Josefa just looked at me in silence. What did she want from me? What do women ever want? That was a thing I could never figure out. And she wouldn’t let me paint her. I tried once, but she kept making me change it and redo it over and over till I gave up. She said she didn’t want people to criticize her for how she looked, for how she dressed, for why she was in a painting in the first place. . . .
Anyway, I finally agreed to alter my work in the cathedral cupola to Francisco’s liking. The fresco finished, I was paid, and returned to Madrid, glad to shake the dust of Saragossa from my shoes—and the yoke of the Bayeus from my neck.
I am Josefa. Silent Josefa. My husband Francisco is fond of saying, “Josefa, you are my goodness and my virtue, my duty and my soul.” What I am is good-natured, well-behaved, dull and plain. You don’t have to dispute this, I know what I am, it’s not like anyone ever made a mystery of it. Long before I found the first red shameful stains on my shift, I learned that boys had games and girls had chores. Boys got in fights and girls got in the laundry. In church I would look up at the statue of St. Michael, so handsome, so girlishly beautiful with his blond ringlets and his shining roman breastplate and sword, trampling the craven little devil, and thought that one day a man like that would come to rescue me. I didn’t realize I was the fallen angel under his feet, the one with the metal collar around my neck, that a man like that would trample me.
I lived in daydreams, sweet indistinct moony worlds in which I was very important. I had girl friends, and we vowed eternal devotion and had special nicknames for one another. The years passed. I had no serious suitors. The dream life of my childhood became to me insipid, then bitter with boredom and disappointment.

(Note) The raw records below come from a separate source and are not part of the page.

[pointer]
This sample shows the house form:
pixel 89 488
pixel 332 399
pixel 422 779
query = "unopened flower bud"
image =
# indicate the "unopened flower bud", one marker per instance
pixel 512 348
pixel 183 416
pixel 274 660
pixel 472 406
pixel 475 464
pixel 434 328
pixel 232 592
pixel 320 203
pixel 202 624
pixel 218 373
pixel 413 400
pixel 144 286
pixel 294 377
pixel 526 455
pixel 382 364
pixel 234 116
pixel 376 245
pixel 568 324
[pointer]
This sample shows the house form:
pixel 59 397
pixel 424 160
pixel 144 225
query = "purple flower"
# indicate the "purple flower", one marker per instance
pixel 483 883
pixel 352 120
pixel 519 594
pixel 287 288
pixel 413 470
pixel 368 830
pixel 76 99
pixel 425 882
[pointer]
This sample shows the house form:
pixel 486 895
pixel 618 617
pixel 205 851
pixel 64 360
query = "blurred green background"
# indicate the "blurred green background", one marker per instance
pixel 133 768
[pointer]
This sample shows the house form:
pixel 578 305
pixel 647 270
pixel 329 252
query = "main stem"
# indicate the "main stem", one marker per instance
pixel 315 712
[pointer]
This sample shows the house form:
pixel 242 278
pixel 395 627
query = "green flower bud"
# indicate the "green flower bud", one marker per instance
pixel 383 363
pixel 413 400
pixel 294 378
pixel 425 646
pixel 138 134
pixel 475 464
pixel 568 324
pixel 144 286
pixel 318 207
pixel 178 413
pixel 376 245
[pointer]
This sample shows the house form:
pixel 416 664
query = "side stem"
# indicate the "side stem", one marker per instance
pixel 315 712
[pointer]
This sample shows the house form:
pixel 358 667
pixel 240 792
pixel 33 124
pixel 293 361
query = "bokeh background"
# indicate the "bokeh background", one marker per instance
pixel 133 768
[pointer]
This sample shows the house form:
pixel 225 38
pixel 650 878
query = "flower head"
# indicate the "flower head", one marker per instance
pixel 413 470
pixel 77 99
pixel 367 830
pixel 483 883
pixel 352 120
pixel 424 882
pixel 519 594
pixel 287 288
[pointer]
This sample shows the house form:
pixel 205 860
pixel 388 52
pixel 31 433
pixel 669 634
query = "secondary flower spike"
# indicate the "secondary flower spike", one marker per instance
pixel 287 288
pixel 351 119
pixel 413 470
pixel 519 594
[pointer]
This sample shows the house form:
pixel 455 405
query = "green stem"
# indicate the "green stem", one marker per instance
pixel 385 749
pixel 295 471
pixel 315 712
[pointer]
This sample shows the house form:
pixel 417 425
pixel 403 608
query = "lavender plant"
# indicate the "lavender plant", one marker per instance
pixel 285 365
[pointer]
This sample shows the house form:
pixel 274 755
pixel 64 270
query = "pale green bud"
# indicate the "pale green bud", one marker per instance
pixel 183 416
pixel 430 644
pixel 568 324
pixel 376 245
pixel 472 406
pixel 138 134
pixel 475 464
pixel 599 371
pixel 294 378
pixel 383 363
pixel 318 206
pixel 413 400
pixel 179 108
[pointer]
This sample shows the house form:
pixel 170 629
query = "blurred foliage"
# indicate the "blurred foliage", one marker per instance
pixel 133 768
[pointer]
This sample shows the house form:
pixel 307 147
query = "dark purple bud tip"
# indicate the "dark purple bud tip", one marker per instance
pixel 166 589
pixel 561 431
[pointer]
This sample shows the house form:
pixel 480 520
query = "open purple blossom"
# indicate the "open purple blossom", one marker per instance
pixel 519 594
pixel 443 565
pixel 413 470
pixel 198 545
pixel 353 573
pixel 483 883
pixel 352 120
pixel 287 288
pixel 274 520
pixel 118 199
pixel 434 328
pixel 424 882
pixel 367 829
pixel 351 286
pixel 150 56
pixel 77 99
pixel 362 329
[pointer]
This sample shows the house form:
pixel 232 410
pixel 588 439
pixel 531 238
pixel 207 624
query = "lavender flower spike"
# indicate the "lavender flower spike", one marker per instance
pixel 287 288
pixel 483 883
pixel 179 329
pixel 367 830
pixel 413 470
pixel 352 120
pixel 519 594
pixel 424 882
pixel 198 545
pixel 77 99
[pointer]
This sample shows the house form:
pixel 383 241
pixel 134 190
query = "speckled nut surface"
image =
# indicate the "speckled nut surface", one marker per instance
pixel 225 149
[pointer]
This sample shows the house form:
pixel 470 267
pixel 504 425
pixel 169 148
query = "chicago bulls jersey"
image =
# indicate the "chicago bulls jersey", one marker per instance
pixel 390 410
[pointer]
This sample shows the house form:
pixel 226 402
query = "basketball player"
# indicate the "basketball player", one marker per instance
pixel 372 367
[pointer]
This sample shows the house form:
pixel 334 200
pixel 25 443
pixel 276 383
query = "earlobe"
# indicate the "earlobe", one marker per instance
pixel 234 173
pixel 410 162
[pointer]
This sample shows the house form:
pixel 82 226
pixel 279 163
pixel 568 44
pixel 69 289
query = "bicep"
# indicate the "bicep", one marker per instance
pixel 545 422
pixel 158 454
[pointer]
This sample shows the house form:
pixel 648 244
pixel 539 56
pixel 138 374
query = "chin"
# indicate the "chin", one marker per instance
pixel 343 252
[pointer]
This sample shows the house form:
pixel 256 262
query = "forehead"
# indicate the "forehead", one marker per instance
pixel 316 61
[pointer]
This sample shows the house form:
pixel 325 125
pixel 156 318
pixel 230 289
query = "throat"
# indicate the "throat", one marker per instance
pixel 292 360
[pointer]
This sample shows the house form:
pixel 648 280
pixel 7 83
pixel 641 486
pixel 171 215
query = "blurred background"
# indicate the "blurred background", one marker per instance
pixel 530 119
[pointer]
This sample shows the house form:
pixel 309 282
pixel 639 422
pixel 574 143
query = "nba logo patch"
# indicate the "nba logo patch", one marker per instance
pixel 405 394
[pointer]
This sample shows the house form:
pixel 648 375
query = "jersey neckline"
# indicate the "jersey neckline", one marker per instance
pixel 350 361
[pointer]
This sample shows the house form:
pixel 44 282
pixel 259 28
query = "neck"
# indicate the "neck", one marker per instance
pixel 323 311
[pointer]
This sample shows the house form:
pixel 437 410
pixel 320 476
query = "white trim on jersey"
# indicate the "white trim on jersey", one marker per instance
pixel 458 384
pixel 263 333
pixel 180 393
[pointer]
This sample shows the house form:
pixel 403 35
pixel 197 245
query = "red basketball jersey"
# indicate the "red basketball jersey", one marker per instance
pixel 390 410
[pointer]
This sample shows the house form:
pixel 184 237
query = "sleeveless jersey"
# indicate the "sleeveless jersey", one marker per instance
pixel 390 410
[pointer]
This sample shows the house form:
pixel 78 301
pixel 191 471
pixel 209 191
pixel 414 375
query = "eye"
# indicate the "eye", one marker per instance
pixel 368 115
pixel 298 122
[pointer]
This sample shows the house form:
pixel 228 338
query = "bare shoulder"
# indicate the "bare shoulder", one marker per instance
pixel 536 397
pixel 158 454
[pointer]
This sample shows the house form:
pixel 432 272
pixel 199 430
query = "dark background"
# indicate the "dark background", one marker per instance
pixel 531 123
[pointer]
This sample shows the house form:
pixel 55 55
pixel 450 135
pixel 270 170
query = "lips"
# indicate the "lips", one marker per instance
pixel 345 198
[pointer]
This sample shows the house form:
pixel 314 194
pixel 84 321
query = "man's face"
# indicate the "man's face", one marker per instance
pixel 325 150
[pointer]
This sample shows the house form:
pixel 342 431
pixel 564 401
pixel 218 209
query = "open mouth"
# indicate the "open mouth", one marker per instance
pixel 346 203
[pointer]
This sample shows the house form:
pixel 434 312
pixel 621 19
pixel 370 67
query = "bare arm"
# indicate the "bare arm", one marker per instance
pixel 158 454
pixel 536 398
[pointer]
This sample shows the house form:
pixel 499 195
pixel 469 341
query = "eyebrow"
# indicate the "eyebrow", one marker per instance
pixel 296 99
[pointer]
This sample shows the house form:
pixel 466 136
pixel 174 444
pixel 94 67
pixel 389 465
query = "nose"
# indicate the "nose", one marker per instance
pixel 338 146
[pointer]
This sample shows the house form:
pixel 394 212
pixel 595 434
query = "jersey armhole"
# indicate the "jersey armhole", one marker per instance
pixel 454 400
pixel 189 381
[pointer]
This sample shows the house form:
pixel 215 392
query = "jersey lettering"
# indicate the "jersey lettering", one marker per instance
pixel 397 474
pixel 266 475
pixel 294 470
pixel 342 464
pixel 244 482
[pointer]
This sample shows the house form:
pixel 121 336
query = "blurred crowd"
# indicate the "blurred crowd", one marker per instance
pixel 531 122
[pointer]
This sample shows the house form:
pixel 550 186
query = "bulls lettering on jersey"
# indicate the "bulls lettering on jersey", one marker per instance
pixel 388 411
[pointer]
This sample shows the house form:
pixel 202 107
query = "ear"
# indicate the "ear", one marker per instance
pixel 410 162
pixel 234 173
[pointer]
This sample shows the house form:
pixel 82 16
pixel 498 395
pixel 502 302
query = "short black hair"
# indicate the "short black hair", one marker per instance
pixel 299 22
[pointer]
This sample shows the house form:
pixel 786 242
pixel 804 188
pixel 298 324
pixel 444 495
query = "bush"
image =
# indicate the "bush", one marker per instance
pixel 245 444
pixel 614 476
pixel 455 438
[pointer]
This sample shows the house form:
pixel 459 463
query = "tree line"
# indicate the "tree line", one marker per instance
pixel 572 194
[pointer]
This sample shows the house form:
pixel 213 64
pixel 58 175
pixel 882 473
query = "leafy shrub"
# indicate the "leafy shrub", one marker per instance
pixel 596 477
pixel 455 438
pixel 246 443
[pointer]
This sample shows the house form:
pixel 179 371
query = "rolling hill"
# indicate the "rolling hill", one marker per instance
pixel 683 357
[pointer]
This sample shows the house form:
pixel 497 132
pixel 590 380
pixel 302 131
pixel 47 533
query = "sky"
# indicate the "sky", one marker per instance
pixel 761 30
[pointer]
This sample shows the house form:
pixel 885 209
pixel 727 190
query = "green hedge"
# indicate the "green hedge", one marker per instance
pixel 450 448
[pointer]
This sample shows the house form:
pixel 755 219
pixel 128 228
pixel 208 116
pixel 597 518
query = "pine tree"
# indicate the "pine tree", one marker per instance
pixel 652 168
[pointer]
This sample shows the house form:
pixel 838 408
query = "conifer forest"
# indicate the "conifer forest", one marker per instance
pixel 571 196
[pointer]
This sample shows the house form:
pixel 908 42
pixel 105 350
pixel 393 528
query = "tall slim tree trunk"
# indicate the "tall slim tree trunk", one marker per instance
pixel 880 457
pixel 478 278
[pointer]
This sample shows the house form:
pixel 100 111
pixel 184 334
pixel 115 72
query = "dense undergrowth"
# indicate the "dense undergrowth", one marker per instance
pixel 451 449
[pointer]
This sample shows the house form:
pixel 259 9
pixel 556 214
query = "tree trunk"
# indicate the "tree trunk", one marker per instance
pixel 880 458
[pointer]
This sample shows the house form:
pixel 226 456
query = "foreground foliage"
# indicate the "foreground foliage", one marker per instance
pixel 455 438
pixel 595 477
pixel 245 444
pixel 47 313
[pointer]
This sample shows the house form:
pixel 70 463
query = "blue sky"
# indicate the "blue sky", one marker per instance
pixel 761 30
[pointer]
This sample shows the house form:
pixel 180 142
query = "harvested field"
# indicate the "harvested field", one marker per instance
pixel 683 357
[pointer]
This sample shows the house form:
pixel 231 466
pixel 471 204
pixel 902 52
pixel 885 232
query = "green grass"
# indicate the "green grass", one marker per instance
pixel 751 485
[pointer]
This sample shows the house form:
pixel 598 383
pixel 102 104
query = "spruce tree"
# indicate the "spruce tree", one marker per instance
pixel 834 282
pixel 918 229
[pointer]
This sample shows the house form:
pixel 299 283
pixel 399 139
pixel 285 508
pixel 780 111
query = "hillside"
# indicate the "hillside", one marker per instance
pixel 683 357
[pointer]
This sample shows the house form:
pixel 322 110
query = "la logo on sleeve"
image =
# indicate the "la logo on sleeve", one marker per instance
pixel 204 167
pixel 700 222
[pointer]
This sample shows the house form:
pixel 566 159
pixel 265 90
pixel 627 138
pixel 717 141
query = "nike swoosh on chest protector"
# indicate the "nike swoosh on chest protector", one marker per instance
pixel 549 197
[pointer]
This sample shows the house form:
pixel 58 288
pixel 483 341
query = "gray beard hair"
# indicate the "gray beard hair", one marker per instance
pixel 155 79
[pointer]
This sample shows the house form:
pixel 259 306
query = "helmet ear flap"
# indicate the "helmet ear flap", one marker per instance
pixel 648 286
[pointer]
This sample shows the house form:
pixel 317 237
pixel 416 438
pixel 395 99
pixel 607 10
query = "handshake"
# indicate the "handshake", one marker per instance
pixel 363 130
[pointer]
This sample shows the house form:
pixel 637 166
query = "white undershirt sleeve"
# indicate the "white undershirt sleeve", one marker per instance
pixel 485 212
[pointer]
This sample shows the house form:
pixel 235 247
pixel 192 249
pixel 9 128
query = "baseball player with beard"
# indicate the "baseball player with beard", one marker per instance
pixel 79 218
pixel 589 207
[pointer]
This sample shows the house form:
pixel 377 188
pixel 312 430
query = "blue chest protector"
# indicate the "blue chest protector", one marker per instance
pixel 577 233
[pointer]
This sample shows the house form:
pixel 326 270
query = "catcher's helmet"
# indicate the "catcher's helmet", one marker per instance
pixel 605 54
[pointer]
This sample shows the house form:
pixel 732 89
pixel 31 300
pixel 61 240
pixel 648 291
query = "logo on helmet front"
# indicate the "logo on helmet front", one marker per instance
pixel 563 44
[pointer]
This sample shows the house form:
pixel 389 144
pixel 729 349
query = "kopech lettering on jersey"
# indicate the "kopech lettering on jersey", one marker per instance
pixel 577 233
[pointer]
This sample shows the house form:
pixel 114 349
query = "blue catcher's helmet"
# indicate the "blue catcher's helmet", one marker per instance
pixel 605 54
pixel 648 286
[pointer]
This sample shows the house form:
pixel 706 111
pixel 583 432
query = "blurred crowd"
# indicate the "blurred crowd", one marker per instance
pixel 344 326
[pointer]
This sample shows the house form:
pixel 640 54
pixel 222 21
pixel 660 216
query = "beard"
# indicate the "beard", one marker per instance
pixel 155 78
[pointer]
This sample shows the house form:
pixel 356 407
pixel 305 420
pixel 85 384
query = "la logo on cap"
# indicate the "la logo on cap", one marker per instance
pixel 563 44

Then I discovered witchcraft. Men think we women are cunning and duplicitous, but from our first instruction in the necessity of concealing from male surmise any notion of menstrual blood or its attendant distress, to the arts by which we lead the eye away from any flaw in figure or face, cunning is our first instruction. The mysteries of sex are no mysteries to us. Not only are its darkest arcana always with reach, but they lay a painful claim to our attention several days a month. Among ourselves we discuss these things with a directness that would make a man shudder. To us, it’s hilarious. We are the backstage crew of life who know how the effects are managed and how the actors really look out of costume.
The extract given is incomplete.